Tuesday, October 28, 2008

Inner light

It's Diwali (Kali-Puja, if you're in West-Bengal), the festival of lights. In India, it's probably the biggest holyday in the calendar, not to mention that in some years it tends to be celebrated within the proximity of the Muslim Eid-Ul-Fitr, the Christian Christmas and the Jewish festival of lights, Hanukkah. In India they celebrate it with lights, fireworks and music. Right here I'm sitting in my apartment, all filled with candles, wondering if I'm the only one in Israel celebrating this holyday.
Diwali comes to celebrate many things, mainly the return of Rama to Ayodhaya. The lighting of candles are to show Rama the way. The festival of lights tends to appear in many cultures. As mentioned, the Jewish Hanukkah is celebrated by lighting candles for eight days, commemorating the miracle of the miracle of the container of oil. Of course, mysticism in both Hinduism and Judaism tends to give the lighting rituals a deeper meaning. And in both cases it's the same: victory of good over evil, light over darkness.

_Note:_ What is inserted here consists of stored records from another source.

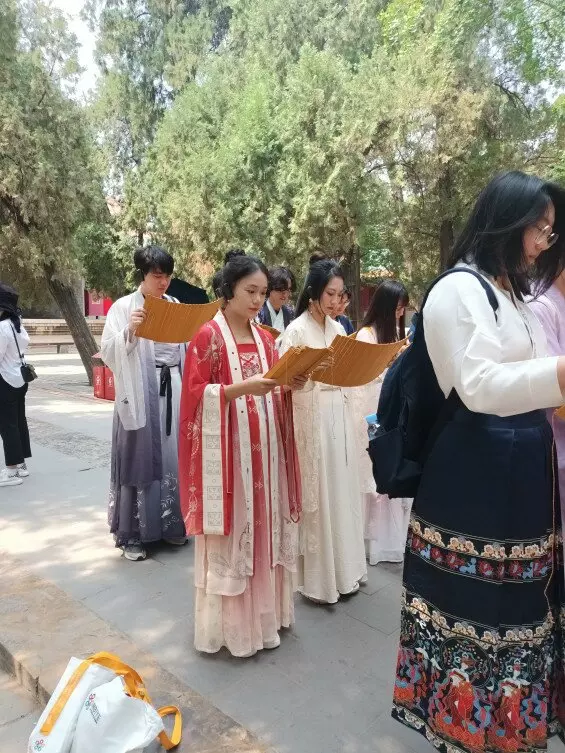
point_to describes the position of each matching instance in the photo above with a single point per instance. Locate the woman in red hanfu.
(240, 488)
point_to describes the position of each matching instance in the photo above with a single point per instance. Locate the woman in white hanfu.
(144, 503)
(240, 490)
(386, 520)
(332, 551)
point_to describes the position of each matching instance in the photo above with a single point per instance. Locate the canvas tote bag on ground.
(100, 705)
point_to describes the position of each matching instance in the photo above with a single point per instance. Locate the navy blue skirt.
(480, 664)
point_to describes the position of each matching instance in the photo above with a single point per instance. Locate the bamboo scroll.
(295, 362)
(355, 363)
(168, 322)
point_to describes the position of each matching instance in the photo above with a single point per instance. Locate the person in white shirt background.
(13, 390)
(480, 664)
(276, 312)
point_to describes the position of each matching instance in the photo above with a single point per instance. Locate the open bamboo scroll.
(274, 332)
(355, 363)
(168, 322)
(352, 363)
(295, 362)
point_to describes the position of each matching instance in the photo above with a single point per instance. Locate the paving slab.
(324, 689)
(41, 627)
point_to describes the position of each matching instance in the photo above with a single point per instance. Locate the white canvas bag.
(101, 702)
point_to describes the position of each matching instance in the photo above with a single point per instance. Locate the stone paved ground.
(326, 689)
(18, 715)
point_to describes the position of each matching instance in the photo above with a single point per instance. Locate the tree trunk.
(446, 238)
(352, 270)
(66, 299)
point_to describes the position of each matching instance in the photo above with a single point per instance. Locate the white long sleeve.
(493, 363)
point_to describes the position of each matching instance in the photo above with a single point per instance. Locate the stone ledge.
(41, 627)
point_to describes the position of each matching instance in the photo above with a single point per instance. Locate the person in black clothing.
(276, 312)
(186, 293)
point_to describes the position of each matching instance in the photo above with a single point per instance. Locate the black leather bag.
(26, 369)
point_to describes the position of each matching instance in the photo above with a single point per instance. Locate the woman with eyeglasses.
(480, 665)
(550, 310)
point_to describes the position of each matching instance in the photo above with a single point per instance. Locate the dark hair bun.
(317, 256)
(233, 253)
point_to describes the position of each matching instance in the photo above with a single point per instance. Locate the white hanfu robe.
(332, 550)
(144, 501)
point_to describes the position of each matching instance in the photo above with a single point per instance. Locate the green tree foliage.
(362, 128)
(47, 185)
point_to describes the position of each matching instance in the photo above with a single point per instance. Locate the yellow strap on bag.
(135, 688)
(171, 742)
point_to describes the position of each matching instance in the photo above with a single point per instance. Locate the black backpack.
(412, 410)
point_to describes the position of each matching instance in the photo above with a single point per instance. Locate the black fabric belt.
(166, 390)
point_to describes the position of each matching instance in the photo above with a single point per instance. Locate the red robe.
(209, 508)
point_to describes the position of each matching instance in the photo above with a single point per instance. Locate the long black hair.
(317, 279)
(493, 236)
(382, 311)
(238, 267)
(9, 308)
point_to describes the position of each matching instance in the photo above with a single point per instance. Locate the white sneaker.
(134, 552)
(9, 477)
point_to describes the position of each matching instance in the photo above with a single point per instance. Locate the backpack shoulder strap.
(17, 344)
(492, 299)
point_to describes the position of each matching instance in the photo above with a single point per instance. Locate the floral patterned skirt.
(480, 664)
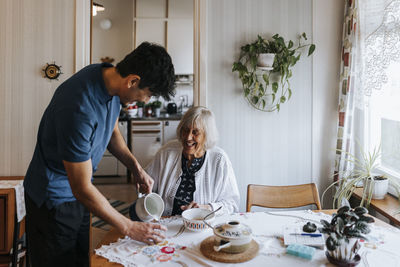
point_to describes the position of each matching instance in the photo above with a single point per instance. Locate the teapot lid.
(232, 230)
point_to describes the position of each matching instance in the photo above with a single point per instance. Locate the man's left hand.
(144, 182)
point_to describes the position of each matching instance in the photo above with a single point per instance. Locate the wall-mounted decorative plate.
(52, 71)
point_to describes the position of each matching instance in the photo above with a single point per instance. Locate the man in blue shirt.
(78, 125)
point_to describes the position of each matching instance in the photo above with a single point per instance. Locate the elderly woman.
(193, 172)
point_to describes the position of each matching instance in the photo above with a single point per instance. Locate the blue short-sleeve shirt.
(76, 126)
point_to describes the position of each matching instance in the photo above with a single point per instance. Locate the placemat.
(207, 249)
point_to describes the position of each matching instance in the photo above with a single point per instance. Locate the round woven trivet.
(207, 248)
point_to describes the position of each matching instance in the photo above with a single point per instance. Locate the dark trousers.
(57, 237)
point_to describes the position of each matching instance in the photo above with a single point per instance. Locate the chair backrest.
(290, 196)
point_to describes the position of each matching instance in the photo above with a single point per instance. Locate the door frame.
(83, 20)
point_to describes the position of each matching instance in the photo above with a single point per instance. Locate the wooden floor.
(121, 191)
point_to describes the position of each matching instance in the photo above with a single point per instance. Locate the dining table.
(183, 248)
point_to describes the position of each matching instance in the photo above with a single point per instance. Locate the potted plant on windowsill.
(343, 233)
(268, 86)
(375, 186)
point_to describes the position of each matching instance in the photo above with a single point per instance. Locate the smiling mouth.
(190, 144)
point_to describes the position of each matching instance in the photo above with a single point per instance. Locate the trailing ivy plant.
(267, 90)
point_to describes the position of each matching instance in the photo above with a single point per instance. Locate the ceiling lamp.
(97, 8)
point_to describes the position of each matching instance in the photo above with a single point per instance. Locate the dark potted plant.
(266, 88)
(343, 233)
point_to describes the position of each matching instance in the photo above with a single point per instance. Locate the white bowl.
(193, 219)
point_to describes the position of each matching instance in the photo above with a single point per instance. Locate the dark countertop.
(163, 117)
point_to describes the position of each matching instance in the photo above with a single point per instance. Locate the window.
(381, 81)
(383, 121)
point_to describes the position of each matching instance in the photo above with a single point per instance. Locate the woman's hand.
(149, 233)
(195, 205)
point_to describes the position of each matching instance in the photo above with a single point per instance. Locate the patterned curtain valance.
(382, 48)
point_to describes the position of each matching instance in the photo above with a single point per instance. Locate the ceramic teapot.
(232, 237)
(149, 207)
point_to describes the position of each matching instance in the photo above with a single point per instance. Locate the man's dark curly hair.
(154, 66)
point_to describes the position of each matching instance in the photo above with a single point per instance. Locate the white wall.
(117, 41)
(292, 146)
(32, 33)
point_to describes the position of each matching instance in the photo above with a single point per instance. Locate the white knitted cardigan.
(215, 181)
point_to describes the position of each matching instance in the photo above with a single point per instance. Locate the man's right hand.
(148, 233)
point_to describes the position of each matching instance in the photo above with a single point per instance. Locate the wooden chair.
(291, 196)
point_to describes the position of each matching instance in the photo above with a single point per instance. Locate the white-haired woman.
(193, 172)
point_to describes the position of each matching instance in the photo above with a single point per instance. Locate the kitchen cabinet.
(147, 137)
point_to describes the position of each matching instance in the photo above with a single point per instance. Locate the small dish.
(193, 219)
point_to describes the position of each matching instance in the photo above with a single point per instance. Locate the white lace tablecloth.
(184, 250)
(19, 195)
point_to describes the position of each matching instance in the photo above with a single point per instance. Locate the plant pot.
(346, 251)
(265, 60)
(380, 188)
(343, 263)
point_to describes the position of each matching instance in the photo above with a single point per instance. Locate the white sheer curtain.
(369, 90)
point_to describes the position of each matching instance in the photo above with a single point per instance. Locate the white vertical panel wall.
(272, 148)
(32, 33)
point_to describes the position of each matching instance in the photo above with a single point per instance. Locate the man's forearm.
(96, 203)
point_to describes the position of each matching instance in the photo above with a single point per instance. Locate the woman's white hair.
(203, 118)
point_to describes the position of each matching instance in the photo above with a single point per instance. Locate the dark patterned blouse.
(184, 194)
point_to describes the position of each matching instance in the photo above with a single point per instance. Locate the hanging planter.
(266, 85)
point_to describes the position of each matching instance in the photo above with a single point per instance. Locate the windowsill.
(387, 206)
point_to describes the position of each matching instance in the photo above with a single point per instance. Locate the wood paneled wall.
(274, 148)
(32, 33)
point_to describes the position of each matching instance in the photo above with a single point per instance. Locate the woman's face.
(193, 139)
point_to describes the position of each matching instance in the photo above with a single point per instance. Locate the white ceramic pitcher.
(149, 207)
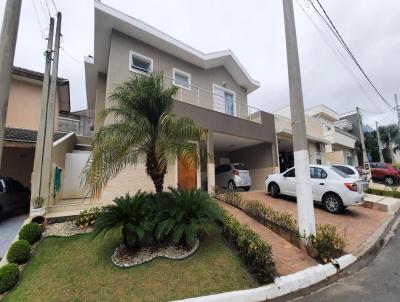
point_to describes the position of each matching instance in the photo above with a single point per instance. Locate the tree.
(141, 127)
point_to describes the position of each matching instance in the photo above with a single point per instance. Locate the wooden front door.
(187, 176)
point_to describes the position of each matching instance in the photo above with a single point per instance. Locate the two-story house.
(22, 121)
(213, 90)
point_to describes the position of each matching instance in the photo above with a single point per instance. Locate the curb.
(297, 284)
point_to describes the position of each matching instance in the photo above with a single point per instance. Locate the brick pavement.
(358, 222)
(288, 258)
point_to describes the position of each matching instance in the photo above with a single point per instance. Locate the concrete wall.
(258, 160)
(18, 164)
(74, 165)
(61, 147)
(118, 70)
(132, 179)
(24, 105)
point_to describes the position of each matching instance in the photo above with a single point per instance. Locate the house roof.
(62, 85)
(26, 135)
(108, 19)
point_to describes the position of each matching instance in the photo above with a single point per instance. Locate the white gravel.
(65, 229)
(121, 258)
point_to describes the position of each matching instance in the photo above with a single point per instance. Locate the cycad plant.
(134, 215)
(185, 214)
(141, 127)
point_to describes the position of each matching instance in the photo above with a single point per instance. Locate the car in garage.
(385, 172)
(331, 188)
(13, 196)
(232, 176)
(354, 172)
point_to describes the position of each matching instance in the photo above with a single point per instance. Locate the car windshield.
(341, 173)
(240, 167)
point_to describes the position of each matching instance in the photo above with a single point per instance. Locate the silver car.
(232, 176)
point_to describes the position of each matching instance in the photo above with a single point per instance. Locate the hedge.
(256, 253)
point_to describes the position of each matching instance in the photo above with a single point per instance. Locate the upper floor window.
(140, 63)
(182, 79)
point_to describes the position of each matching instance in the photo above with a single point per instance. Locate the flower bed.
(256, 253)
(122, 257)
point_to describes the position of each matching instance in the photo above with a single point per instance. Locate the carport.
(257, 155)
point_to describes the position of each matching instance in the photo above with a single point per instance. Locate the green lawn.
(80, 269)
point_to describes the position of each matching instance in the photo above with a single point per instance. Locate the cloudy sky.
(254, 30)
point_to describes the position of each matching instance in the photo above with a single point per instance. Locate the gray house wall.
(118, 70)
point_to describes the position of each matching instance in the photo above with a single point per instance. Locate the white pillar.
(210, 163)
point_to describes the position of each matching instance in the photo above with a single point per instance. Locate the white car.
(331, 187)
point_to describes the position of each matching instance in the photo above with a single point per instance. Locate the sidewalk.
(288, 258)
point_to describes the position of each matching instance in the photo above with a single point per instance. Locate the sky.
(254, 30)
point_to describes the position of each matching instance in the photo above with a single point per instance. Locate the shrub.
(38, 202)
(256, 253)
(9, 274)
(19, 252)
(327, 242)
(258, 211)
(87, 218)
(134, 215)
(185, 213)
(31, 232)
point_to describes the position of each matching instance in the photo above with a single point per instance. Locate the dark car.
(385, 172)
(13, 196)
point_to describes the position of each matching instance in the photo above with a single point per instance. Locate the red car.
(385, 172)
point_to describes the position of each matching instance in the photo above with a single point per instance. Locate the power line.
(55, 6)
(38, 20)
(336, 33)
(336, 51)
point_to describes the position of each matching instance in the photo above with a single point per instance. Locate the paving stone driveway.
(358, 222)
(9, 228)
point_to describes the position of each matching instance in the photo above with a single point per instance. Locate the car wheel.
(333, 204)
(274, 190)
(231, 186)
(389, 181)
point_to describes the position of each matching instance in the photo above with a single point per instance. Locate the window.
(224, 100)
(290, 173)
(140, 63)
(318, 173)
(182, 79)
(345, 169)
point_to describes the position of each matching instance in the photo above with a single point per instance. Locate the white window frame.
(216, 86)
(177, 83)
(143, 57)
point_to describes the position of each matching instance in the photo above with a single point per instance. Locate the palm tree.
(141, 127)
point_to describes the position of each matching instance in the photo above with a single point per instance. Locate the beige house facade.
(213, 90)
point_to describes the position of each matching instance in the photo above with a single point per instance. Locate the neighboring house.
(22, 121)
(315, 138)
(329, 139)
(213, 91)
(341, 148)
(79, 122)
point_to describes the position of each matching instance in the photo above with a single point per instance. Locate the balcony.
(226, 103)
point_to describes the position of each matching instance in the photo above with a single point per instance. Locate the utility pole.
(38, 163)
(305, 206)
(8, 40)
(48, 138)
(364, 151)
(379, 144)
(391, 149)
(397, 109)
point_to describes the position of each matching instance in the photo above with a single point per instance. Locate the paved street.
(8, 230)
(380, 281)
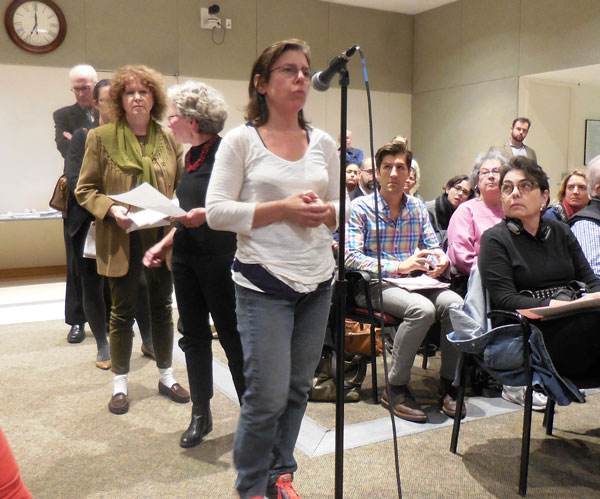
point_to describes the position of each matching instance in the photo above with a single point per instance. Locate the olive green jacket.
(100, 177)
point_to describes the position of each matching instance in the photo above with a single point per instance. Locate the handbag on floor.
(89, 246)
(60, 197)
(358, 338)
(323, 386)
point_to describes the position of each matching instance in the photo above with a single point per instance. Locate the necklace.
(192, 167)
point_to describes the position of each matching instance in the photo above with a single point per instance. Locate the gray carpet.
(54, 414)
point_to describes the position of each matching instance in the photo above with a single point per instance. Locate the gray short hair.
(593, 176)
(194, 99)
(491, 154)
(83, 71)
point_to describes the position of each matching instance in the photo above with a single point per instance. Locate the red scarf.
(192, 167)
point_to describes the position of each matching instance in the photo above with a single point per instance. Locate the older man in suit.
(514, 145)
(66, 120)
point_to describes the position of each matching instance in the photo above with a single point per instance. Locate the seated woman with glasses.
(457, 191)
(524, 257)
(472, 218)
(572, 196)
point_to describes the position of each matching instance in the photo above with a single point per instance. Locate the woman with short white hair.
(202, 257)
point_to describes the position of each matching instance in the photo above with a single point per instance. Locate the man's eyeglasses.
(494, 172)
(291, 71)
(464, 192)
(524, 187)
(79, 90)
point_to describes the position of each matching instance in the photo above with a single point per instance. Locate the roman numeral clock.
(37, 26)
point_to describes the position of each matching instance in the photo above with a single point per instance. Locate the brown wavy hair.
(149, 77)
(257, 110)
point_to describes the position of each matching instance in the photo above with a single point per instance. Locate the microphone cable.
(379, 278)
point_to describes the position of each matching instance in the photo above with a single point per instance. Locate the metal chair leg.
(460, 400)
(549, 416)
(525, 443)
(374, 364)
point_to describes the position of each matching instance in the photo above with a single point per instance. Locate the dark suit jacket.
(78, 218)
(507, 151)
(68, 119)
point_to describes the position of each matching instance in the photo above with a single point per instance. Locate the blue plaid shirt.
(399, 238)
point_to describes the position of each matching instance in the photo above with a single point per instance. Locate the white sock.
(166, 377)
(120, 384)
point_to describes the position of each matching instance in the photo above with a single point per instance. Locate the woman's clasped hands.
(306, 208)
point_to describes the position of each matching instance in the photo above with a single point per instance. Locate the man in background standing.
(514, 145)
(66, 120)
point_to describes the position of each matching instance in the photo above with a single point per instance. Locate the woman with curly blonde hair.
(119, 156)
(572, 196)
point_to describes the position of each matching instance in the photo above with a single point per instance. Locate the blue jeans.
(282, 340)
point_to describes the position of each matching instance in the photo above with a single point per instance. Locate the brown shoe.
(404, 404)
(177, 393)
(118, 404)
(449, 407)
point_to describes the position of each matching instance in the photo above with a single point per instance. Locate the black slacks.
(203, 286)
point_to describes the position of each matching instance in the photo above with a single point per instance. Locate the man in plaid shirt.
(408, 244)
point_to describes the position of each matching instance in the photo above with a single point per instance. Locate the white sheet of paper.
(147, 197)
(147, 219)
(415, 283)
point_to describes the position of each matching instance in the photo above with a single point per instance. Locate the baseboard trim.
(55, 270)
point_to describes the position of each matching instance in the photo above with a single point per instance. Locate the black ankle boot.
(200, 426)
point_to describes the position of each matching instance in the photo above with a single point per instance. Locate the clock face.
(35, 25)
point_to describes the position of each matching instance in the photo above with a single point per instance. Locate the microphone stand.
(341, 289)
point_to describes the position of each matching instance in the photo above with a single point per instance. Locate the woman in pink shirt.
(472, 218)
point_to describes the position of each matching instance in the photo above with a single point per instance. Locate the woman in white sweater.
(275, 183)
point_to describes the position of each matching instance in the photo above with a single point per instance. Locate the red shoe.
(282, 488)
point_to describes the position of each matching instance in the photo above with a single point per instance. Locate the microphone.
(321, 80)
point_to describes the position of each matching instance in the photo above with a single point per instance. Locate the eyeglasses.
(464, 192)
(494, 172)
(524, 187)
(80, 90)
(291, 71)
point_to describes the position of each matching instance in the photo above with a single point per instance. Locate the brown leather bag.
(60, 197)
(358, 338)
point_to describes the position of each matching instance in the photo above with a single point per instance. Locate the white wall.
(548, 106)
(558, 111)
(32, 164)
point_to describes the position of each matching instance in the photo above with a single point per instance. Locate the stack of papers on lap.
(588, 303)
(156, 207)
(416, 283)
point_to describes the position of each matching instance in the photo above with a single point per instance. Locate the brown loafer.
(404, 404)
(449, 407)
(177, 393)
(119, 404)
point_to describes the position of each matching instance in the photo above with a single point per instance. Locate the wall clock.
(37, 26)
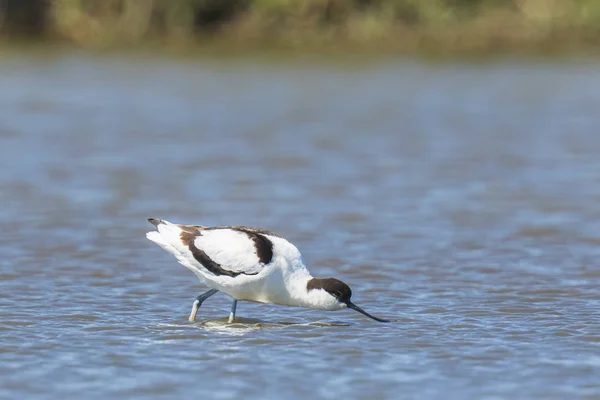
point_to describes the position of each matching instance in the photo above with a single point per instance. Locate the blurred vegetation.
(408, 25)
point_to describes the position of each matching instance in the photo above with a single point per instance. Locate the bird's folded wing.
(230, 252)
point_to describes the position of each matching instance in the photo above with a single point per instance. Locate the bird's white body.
(241, 266)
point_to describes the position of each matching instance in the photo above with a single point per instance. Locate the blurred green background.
(378, 25)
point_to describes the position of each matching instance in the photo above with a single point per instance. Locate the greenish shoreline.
(340, 26)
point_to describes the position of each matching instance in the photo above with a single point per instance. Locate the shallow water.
(459, 200)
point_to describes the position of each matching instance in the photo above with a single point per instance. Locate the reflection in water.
(458, 200)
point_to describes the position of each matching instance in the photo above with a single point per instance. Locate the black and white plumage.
(249, 264)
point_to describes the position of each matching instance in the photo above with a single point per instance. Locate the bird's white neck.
(300, 295)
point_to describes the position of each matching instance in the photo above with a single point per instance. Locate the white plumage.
(249, 264)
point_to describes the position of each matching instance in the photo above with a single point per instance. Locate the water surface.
(459, 200)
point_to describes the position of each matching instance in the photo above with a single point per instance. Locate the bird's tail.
(167, 235)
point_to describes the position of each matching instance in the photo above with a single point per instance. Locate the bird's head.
(333, 294)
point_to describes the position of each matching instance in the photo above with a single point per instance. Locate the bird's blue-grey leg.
(232, 314)
(198, 303)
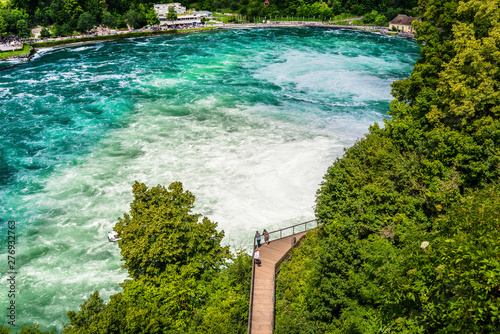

The lights we light in Diwali (or, for some, all through the Kartika month while chanting the Damodarastaka prayer) symbolize our inner light and it's victory over the darkness of ignorance and illusion. The self is eternal and spiritual. Matter is temporary. When the eternal identifies itself with the temporary, that is an illusion. Victory of light over the darkness of ignorance would be to revive our original spiritual identity, realizing I am not this body and accepting God into our hart. According to the Gita, God is already their in our hart. But we have to realize it and revive our relationship with him.
So in this symbolic ritual of lighting the Diwali lamp, we should show the way to Rama or Damudara (Krishna) into our harts and make our harts Ayodhaya or Vrindavan.